What do I mean by QRP? How low is low? Well, it’s typically 5 watts or less, can be either voice or Morse Code and can potentially reach all over the world. It’s kind of at the whim of conditions, but that just adds to it’s charm. You never know who or where you’re going to talk to. It’s also pretty friendly on the battery operation.

The purpose of this – strictly recreation. The VHF radio will probably be of more use in case of an emergency, although you can never rule anything out.

Acer Aspire One

Acer Aspire One. I still like this little laptop.

HTC Incredible

The HTC Incredible, providing phone and data.

Then there’s the data stuff. I’m hoping I’m pretty well set on that front already. My Aspire One netbook is enough to survive on and blog with and will easily do all the photo work I need. I hope to frequently find wi-fi available too, but if not, I can tether it to the Droid and work that way. In a pinch, I can do many of the things I need right from the smartphone as well.

One other thing the Android phone does pretty well is navigation. That saves another device. I have both Google Maps and Bing Maps on it and it’s a toss-up which is better. I’ll probably run a tracking service on it as well and you can all compare the APRS to the Cellular tracking and see if they agree!

Of course, there is always going to be places where I can’t find either wi-fi or data coverage on the cell phone, I’ll just have to tough it out!
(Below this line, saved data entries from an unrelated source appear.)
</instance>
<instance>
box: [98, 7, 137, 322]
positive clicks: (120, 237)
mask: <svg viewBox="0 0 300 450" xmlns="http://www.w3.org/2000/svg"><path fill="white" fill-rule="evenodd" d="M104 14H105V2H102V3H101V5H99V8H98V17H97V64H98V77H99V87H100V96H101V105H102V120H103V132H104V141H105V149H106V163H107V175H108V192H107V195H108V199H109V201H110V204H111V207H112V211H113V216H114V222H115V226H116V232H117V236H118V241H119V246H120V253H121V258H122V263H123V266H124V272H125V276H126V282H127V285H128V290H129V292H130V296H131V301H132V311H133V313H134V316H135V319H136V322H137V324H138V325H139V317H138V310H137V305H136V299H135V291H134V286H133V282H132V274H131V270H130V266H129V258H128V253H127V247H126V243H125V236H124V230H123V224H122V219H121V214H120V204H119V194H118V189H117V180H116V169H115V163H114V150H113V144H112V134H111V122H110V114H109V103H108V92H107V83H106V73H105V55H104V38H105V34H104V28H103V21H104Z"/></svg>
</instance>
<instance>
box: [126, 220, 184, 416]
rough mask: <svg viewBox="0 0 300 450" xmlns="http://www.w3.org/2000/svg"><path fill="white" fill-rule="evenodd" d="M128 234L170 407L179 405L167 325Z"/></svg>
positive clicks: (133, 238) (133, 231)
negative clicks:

Finally, there is the photography. I bought a Canon PowerShot SX-120IS a while back, specifically for carrying on the bike. I have a large digital SLR, the Canon Rebel XTi, and would like to take that, but it might just be too much weight. The PowerShot was a compromise between a pocket-sized convenience camera and one with a decent sized lens and zoom capability. It’s got a lot of other nice features, including pretty decent low-light and high-ISO settings, for those times when you don’t want a flash. Of course, after I bought it, out came many better models, including some mid-sized cameras with interchangeable lenses, but I’m not unhappy with my choice.